Aku kembali didera pikiran kurang baik. Bokep Dia hanya terdiam..tanpa reaksi. “Telah den..telah puas ?” Ujarnya berbagai saat ketika aku tetap tersengal diam di atasnya, air mata itu kembali mengalir dari pinggir pipinya.Kalimat itu serasa menamparku. “Ngelakuin apa aja maksudnya apa nih mbak..”Tanyaku sambil tersenyum. “….mmmm…gimana ya..gak tau den..”Jawabnya, wajahnya terkesan canggung. “Sekali lagi maaf mbak..”
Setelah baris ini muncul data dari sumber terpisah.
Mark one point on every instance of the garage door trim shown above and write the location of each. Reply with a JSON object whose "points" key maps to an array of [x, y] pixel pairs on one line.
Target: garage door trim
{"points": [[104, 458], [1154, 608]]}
Dia mengangguk pelan sambil menunduk,tetes2 air mata itu tetap berjatuhan dipangkuanya. “Gampang soal modal, kelak saya pinjemin..klo mau mulai depan mbak..nanti saya tawarin temen2 saya..”
“Gak enak klo dipinjemin melulu, kasian den Agus..” Jawabnya. Suasana hening, aku tidak berani menatapnya alias mengawali pembicaraan. Pada bosen katanya makan masakan luar, lebih boros juga…” Lanjutku. Dirinya sangat terkejut ketika benda itu menerobos masuk. ” Saya kepengen mbak masuk ke kamar saya..”Kalimat selanjutnya semacam tercekat ditenggorokan.